More spec remarks, putting on a deeply black hat, so be warned:
author: ssb-bfe-encoded buttwoo feed ID, an ed25519 public key
The bipf spec heavily implies that its compound values have to contain further bipf data ("with schemaless json-like semantics", "OBJECT : 5 (101) // sequence of alternating bipf encoded key and value"), but it is ambiguous about arrays ("ARRAY : 4 (100) // sequence of any other value"). Assuming arrays must also contain bipf values, you cannot put an ssb-bfe-encoded feed ID into your top-level bipf array. So do I have to wrap these in an bipf buffer (of tatically known length, nonetheless)? At the very least, this needs clarification in both specifications.
parent: ssb-bfe-encoded buttwoo message ID used for subfeeds. For the top feed this must be BFE nil.
Both author and parent must use redundant encoding, for example: why is the author ssb-bfe encoded, if you already know it has to be a buttwoo feed ID? Is an optimizing implementation allowed to just ignore the useless bytes and just look at the key instead? Or do I still have to check that they contain the only valid - i.e., completely pointless - byte pattern? This opens up room for mistakes or just peers that sow chaos, for no benefit.
sequence: number for this message in the feed
Which data type is this? How is it encoded? "number" is not a bipf type.
timestamp: integer representing the UNIX epoch timestamp of message creation
This is a bipf int (32 bit) I assume? Considering that author/parent are not bipf values either, this should be specified. Any reason to not go for 64 bit? 32 bit run out in 16 years, your crypto primitives hopefully last longer.
tag: a byte with extensible tag information (the value 0x00 means a standard message, 0x01 means subfeed, 0x02 means end-of-feed). One can use other tags to mean something else. This could be used to carry for example files as content.
Please specify what an implementation must do with unknown tags.
contentLength: the length of the bipf-encoded content in bytes
hash: concatenation of 0x00 with the blake3 hash of the bipf-encoded content bytes
This contradicts that content is not necessarily bipf-encoded.
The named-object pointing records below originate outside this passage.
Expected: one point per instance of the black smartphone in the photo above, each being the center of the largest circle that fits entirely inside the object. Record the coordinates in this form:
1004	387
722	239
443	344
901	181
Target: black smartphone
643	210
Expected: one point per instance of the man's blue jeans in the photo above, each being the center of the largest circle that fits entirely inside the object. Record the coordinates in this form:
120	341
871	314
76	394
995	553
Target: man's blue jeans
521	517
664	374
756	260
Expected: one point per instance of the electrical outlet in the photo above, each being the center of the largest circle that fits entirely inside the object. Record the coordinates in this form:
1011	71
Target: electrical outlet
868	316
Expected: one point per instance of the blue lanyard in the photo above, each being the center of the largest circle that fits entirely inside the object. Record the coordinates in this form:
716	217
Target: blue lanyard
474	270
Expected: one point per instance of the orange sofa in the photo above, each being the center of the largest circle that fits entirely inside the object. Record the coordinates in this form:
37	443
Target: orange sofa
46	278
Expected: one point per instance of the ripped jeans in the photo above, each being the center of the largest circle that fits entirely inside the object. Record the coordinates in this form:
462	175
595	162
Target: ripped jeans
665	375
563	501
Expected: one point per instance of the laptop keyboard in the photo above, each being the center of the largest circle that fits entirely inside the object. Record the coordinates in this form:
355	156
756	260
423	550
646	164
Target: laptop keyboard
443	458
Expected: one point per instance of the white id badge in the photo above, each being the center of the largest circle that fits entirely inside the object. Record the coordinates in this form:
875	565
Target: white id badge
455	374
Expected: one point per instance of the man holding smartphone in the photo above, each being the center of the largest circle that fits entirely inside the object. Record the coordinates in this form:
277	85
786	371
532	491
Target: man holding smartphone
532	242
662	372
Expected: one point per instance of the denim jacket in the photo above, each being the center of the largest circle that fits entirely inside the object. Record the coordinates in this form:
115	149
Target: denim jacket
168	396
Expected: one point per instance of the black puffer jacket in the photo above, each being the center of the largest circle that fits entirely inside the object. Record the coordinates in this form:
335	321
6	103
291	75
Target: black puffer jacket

If the spec mandates a 0x00 byte at the start of the hash, then an implementation has to reject everything that does not have that byte. Any change that allows other starting bytes would be a breaking change, i.e., a whole new format. So as the spec is currently written, this byte is completely redundant and should be removed from the spec.
The content is a free form field. When unencrypted, it SHOULD be a bipf-encoded object.
Please specify what implementation must do when it is not a bipf-encoded object.
A buttwoo message consists of a bipf-encoded array of 3 fields:
Metadata must be an bipf encoded array of 8 elements:
The only unknown about the length of a message is the length of the metadata. Since the metadata starts with its length, storing the message as a bipf array is redundant, you could simply concatenate metadata, signature and content instead. An efficient limitation would ignore the first bite of the message encoding - but it has to verify that the length is correct. This byte is reduntant and forces reduntant computations (branching even) on all implementations.
Similarly, the length of the metadata array is only influenced by whether the parent is null is not. Should you really encode this by prefexing the metadata with two different, fairly large, arbitrary looking integers? Especially since the parent encoding contains the information about whether it is null again.
Overall, the information whether the parent is null is stored in three different places, in three different ways, and while only one place needs to be checked to function correctly, the consistency of all three locations has to be verified. This violates DRY in a pretty horrible manner.
Also, just out of curiosity: did you condiser VarU64 for bipf, and if so, why did you choose LEB128 above it. Adoption/implementation availability, or design reasons? CC @Dominic (?)